The company’s stock price has since gyrated on conflicting reports about whether Musk notified his board or has actually lined up financing, as he claimed, for a management-led buyout at $420 a share.
Now there are reports that the Security Exchange & Commission has issued a subpoena to Tesla (TSLA) to find out the actual state of play.
In recent months, Musk has lashed out at Wall Street analysts on earnings calls over criticism about the company’s launch of its mid-priced Model 3 sedan.
In justifying his decision to explore taking Tesla private, Musk has argued that the pressure of hitting quarterly earnings targets is detrimental to the company’s long-term future.

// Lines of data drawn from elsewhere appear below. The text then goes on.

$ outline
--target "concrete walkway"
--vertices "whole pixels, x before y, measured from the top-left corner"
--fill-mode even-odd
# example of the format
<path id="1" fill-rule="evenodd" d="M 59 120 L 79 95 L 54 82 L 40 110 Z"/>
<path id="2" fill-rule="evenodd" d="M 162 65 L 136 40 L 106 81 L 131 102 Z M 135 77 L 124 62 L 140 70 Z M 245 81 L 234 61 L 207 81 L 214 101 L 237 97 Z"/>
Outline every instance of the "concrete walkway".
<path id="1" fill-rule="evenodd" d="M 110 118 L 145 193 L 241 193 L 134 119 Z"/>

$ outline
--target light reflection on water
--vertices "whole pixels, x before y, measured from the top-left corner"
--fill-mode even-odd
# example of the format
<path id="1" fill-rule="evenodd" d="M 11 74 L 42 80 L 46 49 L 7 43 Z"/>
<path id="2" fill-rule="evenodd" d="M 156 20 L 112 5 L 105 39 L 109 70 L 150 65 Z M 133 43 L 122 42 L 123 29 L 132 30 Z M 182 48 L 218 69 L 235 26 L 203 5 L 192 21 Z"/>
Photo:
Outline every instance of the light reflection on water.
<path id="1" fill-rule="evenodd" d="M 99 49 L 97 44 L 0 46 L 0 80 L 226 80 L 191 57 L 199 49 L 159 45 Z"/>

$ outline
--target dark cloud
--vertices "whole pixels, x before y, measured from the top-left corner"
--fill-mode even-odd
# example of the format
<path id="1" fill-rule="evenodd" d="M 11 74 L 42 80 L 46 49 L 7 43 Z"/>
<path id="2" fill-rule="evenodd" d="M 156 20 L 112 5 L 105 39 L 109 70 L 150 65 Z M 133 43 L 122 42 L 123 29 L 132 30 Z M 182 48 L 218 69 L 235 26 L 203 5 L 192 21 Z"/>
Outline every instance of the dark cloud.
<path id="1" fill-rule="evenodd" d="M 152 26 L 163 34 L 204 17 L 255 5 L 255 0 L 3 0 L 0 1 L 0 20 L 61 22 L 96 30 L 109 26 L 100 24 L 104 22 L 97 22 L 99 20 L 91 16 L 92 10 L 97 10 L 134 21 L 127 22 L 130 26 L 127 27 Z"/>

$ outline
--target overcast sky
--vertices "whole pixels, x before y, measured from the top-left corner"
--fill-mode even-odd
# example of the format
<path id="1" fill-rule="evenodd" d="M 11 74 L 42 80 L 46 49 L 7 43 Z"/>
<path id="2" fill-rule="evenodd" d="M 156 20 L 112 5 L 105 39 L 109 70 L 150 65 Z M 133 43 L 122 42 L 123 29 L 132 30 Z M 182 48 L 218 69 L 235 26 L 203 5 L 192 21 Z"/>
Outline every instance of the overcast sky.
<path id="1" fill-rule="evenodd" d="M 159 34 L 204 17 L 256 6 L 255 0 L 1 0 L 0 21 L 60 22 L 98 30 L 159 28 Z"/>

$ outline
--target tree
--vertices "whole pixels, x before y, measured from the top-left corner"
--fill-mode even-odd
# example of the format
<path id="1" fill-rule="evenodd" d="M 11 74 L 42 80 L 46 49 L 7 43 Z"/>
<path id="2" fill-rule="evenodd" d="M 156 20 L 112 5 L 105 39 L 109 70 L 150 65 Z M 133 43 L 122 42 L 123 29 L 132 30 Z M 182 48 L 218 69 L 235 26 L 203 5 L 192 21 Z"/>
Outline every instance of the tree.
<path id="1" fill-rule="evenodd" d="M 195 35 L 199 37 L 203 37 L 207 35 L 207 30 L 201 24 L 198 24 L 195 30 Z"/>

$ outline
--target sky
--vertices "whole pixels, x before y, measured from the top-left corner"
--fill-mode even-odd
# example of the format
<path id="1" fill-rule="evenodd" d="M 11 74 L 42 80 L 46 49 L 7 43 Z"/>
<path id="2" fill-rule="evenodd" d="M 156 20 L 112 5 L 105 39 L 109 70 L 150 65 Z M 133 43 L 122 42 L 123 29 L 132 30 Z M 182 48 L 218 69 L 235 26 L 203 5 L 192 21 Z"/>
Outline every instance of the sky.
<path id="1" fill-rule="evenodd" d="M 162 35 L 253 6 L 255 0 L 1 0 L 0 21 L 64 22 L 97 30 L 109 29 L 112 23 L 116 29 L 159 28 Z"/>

Investors, meanwhile, are still willing to give the company a hefty market value.
Back in 2003, the company’s market value was about $2 billion.
Aside from Tesla, Musk is also the founder, CEO and lead designer at Space Exploration Technologies (SpaceX), making him one of America’s most remarkable entrepreneurs.
He also has his share of critics. Short-sellers have targeted Tesla, betting that its losses and cash pressures will be tough to overcome.
Yet, in my opinion, so far Tesla’s market value has held up well, suggesting most investors continue to be true believers.
For the moment, Tesla continues to leave GM and Ford in the rear-view mirror when it comes to market capitalization.